O trabalho defendido no final de março chamou a atenção dos avaliadores, pelo empenho com as comunidades, abrangendo o cunho social e educacional, relacionado ao patrimônio. Com isso, obteve nota máxima, com aprovação unânime, distinção e louvor.

Segundo a pesquisadora, a temática explorada "Arqueologia Social Inclusiva, a Fundação Casa Grande e a Gestão do Patrimônio Cultural da Chapada do Araripe" amplia o contexto de atuação da entidade, com uma abordagem diferenciada, como forma de inclusão social e participação das comunidades, além de ter as crianças como protagonistas do processo, e suas famílias, o que Rosiane chegou a denominar de arqueologia da afetividade, com um novo olhar.

Pauta

Depois de montar um laboratório de arqueologia, o direcionamento seguinte, conforme Rosiane, é criar um Centro de Arqueologia do Cariri, com o laboratório, que se encontra na fase de montagem, além de uma biblioteca da área. Será um órgão parceiro da Universidade de Coimbra, em Portugal. Ela destaca a parceria com a sua orientadora, Maria Conceição Lopes, da instituição de ensino superior português, e diz que uma das principais carências na região está voltada para a instalação de um curso voltado para a área.

A arqueóloga tem empreendido uma luta que afirma ser praticamente solitária nesse sentido, principalmente pela importância de a história a ser preservada. Desbravadora, percorreu dos pés de serra ao alto da Chapada, o caminho das águas traçados pelos indígenas, até o rumo das próximas descobertas.

Rosiane defendeu na universidade portuguesa uma arqueologia
que relata a origem dos primeiros povos a habitar a região,
por meio de sua tese de doutorado, passando pela trajetória
da Casa Grande como um projeto referencial.
Rosiane destaca que a pauta da arqueologia no Cariri foi iniciada por meio da Fundação Casa Grande. "Até então, o que estava relacionado aos índios era coisa de gente inculta e sem instrução. Era assim que a historiografia do Cariri tratava o assunto", afirma. Com isso, a Fundação passou a ter um olhar primeiramente artístico, musical. Com isso, ela justifica a instituição como o local que foi marco do caminho das boiadas no sertão do Nordeste.

A tese traz o estudo de uma centena de sítios de arte rupestre na região, a partir do sertão dos Inhamuns, como forma de demonstrar a rota traçada até chegar na Chapada do Araripe, por meio do trajeto das águas, conforme a pesquisadora. Para isso, foi realizado um mapeamento dentro dos boqueirões dos rios, identificando todo esse caminho e tendo como referência o sítio Santa Fé, no Crato, por ser o de maior altitude da Chapada. "No momento em que ele foi gravado e pintado, o homem já estava de fato na região", diz.

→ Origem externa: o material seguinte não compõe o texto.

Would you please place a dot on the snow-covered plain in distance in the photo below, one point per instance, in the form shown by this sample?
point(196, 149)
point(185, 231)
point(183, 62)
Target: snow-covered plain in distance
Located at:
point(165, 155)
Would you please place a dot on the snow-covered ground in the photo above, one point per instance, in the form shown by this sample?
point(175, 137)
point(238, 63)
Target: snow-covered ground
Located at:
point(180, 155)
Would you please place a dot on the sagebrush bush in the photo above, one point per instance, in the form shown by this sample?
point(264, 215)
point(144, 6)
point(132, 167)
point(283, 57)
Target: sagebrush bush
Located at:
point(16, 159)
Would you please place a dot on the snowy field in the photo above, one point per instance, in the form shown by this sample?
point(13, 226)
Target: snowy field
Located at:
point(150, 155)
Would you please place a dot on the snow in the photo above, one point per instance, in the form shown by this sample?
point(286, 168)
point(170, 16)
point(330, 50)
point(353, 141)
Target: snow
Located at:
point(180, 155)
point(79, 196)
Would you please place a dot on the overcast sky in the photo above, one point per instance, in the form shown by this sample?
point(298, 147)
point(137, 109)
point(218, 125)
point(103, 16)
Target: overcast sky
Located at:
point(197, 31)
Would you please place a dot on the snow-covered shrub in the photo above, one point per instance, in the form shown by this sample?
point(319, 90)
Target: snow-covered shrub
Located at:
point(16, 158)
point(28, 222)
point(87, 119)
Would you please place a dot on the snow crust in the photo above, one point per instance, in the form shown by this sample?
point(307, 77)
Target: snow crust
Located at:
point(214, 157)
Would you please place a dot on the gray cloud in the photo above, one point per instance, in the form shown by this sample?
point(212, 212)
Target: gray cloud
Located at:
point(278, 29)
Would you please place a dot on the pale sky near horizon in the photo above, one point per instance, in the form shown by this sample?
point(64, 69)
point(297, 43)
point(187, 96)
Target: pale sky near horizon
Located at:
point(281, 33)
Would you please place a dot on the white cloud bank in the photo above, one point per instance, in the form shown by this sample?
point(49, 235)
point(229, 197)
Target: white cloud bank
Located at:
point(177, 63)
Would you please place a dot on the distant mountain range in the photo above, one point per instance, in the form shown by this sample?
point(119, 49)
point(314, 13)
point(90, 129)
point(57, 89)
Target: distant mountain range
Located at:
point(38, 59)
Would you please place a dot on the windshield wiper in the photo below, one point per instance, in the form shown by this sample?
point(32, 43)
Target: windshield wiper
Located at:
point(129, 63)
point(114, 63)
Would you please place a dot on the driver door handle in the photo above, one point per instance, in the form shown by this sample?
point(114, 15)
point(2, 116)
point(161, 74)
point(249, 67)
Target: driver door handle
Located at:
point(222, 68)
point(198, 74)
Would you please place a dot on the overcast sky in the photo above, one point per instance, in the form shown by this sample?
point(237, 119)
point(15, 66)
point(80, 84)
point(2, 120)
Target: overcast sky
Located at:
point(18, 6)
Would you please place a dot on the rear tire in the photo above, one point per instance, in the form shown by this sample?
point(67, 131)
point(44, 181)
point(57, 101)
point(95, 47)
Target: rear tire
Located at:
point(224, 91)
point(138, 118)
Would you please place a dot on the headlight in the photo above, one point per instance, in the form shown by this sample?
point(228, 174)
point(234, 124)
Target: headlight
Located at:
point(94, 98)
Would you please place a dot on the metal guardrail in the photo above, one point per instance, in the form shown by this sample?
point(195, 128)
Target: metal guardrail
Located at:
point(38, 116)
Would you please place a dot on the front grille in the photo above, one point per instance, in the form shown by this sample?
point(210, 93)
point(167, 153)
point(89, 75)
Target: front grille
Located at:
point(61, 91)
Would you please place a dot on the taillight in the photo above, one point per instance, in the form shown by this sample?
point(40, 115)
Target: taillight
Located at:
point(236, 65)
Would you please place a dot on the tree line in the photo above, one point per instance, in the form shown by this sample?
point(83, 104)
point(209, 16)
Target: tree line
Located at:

"Todo esse estudo foi voltado para uma arqueologia social inclusiva. O tempo todo trago esse discurso e essa forma de fazer arqueologia, que procura não ser um fim em si mesmo, mas um meio de inclusão social, em desenvolvimento da comunidade, conscientização e que traz uma solidariedade entre as pessoas, que a Casa Grande vem construindo", explica.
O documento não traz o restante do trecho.